# getting a gun license in NYC



## kmn5 (Jul 2, 2009)

Hi all
I'm in NYC, and I'm looking to get a handgun for home protection
I'm over 35 and never been arrested, 
What's the processes to go about getting a license, and how much would it cost?
If a handgun if too hard to get I'm open to a rifle/shotgun (guessing licenses for those should be easier to get)

also how long is a license good for before it needs to be renewed, and is the renewal cost the same as the initial license?

thanks


----------



## kev74 (Mar 22, 2008)

Unless you're a millionaire, celebrity or a retired cop, its near impossible to get a carry permit in NYC. Mayor Bloomberg has been tightening the rules, so its not getting any easier.


----------



## kmn5 (Jul 2, 2009)

kev74 said:


> Unless you're a millionaire, celebrity or a retired cop, its near impossible to get a carry permit in NYC. Mayor Bloomberg has been tightening the rules, so its not getting any easier.

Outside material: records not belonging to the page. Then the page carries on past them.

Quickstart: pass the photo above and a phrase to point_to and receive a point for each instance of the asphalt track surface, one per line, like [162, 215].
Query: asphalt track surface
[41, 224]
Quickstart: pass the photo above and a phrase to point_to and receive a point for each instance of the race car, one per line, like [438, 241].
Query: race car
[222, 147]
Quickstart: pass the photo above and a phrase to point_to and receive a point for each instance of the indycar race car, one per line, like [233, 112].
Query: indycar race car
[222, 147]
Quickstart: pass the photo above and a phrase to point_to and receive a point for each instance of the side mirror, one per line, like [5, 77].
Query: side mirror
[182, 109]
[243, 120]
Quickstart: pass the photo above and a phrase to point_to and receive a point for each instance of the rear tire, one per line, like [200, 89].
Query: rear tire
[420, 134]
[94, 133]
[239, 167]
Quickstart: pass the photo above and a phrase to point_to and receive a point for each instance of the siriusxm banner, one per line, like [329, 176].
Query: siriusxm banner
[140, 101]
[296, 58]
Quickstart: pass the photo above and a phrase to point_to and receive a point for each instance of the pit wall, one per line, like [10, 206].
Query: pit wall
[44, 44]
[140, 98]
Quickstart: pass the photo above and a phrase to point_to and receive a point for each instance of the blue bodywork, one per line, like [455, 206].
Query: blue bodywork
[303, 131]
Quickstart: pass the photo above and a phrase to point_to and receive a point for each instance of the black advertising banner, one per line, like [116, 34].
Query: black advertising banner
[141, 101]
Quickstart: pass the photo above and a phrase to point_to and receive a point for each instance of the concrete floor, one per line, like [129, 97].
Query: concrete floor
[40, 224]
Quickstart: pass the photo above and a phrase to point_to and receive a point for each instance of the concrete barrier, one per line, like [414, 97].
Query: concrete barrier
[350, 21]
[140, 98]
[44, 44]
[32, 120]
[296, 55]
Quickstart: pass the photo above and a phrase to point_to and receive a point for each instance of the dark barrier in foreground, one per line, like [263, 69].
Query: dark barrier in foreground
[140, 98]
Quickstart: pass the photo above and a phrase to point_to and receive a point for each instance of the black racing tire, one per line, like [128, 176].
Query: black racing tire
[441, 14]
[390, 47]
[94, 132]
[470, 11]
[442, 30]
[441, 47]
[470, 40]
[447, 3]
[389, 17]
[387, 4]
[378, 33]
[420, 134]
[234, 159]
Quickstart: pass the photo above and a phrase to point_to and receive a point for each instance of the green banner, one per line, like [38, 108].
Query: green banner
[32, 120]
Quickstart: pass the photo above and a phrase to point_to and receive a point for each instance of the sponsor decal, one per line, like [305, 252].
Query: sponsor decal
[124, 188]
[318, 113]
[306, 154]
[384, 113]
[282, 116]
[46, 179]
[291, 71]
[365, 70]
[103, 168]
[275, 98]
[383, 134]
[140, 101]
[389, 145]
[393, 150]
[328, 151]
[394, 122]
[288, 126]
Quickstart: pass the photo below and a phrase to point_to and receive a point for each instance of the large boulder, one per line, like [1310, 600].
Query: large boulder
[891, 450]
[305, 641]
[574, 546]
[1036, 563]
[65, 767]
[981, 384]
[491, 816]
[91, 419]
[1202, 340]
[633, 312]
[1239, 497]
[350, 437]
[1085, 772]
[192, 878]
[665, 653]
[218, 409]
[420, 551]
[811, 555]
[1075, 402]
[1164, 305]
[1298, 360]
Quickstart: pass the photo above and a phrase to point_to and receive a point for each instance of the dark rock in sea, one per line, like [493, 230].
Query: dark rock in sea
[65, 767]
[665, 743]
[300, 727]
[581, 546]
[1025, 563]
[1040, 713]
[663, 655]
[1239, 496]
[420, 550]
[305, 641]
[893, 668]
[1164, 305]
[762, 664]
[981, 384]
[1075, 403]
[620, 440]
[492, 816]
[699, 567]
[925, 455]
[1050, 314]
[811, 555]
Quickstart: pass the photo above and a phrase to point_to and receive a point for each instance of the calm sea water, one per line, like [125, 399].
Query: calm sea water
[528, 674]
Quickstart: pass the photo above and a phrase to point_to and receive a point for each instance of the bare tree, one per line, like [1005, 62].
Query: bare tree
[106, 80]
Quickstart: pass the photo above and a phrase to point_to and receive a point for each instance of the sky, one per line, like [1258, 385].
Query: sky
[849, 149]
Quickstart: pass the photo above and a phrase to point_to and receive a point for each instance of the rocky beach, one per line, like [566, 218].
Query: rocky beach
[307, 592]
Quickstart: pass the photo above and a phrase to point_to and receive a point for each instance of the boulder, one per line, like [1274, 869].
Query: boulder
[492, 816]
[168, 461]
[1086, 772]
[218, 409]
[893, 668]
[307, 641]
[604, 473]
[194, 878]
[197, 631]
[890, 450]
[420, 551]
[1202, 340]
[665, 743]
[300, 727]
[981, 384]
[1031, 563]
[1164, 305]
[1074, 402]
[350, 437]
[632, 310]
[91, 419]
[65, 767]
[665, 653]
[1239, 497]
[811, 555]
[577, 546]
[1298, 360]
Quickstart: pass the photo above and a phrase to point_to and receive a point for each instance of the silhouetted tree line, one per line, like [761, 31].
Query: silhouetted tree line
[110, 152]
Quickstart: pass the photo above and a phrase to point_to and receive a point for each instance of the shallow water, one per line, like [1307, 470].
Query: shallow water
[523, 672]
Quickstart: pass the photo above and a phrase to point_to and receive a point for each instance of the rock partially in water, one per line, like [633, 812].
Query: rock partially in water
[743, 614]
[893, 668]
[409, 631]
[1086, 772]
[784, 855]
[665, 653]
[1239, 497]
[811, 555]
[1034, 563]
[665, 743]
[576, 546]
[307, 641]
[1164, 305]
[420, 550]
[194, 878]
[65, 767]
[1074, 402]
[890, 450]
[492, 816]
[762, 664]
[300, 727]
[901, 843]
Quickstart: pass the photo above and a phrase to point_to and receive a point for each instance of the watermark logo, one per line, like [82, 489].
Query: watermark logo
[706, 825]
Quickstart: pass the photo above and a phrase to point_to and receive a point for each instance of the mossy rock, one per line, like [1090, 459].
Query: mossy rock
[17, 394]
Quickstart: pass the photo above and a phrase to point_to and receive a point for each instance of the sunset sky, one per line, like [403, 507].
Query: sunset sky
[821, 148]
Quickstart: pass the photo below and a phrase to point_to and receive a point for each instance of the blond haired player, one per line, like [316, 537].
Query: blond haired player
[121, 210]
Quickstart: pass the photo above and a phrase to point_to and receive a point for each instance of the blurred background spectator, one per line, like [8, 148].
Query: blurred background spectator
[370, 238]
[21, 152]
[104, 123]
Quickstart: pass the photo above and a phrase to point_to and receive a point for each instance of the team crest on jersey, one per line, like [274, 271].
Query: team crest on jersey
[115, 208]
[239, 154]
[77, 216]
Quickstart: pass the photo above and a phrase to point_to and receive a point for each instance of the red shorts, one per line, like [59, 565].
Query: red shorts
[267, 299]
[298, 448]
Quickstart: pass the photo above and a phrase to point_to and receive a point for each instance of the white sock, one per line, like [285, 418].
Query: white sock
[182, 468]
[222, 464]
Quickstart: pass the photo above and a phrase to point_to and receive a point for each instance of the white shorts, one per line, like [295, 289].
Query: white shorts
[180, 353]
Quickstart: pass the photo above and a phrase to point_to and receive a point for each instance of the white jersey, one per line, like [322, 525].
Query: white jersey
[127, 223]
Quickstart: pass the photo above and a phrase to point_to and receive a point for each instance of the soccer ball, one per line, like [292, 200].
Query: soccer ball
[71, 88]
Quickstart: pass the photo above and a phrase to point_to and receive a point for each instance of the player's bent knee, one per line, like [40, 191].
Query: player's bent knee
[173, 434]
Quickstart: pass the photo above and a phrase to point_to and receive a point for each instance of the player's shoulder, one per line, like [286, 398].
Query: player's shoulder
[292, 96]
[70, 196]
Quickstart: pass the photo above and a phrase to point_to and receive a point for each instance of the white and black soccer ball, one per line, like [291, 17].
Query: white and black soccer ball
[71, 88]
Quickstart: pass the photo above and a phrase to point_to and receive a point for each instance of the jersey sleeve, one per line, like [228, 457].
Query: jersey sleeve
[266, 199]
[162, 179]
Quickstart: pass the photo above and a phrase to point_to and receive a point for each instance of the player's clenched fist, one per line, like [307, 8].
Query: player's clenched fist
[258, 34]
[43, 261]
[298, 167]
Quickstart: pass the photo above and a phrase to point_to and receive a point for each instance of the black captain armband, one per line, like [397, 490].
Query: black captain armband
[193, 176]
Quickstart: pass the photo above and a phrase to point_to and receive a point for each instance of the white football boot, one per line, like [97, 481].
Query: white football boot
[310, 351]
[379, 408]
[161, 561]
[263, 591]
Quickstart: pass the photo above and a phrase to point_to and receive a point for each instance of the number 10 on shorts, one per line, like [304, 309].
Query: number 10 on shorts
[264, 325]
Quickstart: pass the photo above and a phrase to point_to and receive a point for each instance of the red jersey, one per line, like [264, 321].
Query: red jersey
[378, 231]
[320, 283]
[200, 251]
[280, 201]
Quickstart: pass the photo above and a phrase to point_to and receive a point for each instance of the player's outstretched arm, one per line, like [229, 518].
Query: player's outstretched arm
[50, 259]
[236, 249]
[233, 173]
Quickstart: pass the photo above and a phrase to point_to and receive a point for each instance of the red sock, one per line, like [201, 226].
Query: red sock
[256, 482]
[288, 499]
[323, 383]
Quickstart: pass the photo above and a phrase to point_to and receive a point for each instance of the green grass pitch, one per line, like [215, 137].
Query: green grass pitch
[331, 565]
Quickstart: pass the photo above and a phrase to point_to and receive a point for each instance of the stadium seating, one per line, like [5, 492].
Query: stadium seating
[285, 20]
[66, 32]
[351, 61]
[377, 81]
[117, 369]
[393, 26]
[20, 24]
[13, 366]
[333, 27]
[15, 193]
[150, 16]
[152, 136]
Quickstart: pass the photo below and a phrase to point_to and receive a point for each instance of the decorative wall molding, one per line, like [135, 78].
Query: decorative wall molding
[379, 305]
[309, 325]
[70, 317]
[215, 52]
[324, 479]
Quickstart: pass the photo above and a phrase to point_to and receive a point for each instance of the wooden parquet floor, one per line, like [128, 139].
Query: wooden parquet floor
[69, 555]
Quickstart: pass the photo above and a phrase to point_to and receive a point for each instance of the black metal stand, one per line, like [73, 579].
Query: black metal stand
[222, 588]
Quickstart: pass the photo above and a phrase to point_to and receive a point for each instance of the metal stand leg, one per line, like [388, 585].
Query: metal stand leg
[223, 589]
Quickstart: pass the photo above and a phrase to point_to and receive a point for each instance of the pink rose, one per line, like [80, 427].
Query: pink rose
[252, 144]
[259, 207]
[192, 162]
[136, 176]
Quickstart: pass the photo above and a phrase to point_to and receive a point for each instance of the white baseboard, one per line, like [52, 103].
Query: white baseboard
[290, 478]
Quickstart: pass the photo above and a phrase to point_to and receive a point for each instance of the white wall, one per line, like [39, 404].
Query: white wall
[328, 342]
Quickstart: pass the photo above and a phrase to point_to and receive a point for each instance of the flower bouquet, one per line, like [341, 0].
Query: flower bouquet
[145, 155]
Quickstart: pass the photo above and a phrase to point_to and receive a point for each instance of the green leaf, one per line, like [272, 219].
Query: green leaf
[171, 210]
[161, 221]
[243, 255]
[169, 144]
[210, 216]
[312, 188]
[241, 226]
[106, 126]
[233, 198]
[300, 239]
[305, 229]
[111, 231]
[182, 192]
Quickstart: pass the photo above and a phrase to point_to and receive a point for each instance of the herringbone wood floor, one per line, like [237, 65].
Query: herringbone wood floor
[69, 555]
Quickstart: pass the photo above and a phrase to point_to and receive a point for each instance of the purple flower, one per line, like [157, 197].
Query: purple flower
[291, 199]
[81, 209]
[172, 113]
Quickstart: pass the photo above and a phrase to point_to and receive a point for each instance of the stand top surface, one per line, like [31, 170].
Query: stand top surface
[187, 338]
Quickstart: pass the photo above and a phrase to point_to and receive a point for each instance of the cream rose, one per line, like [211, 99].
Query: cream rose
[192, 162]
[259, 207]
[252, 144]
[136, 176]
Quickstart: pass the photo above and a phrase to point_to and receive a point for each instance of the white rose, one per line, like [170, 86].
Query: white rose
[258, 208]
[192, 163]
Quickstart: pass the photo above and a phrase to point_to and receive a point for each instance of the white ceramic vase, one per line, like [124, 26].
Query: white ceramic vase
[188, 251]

yeah I'm not even dreaming for one of those,
just looking to get a home license


----------



## Marcus99 (Apr 23, 2008)

From what I've read it is exceptionallly difficult. Multiple visits down to 1 police plaza, close to a $500 fee and over 6 months of waiting. King bloomberg keeps a tight ship in his kingdom, ccw's are impossible to get unless you know people (of course he doesnt need one because he has armed guards and police escorts). But apply for it and give it your best shot, I would if I still lived in the city. There are multiple stories people have posted on the internet about the process, they shouldn't be too difficult to find.

To find the permit information straight from nyc's finest go to google and type "nypd gun permit" and follow the first link that comes up.


----------



## T. Webb (Aug 28, 2009)

Not that hard at all. Just ask Plaxibo Burris.


----------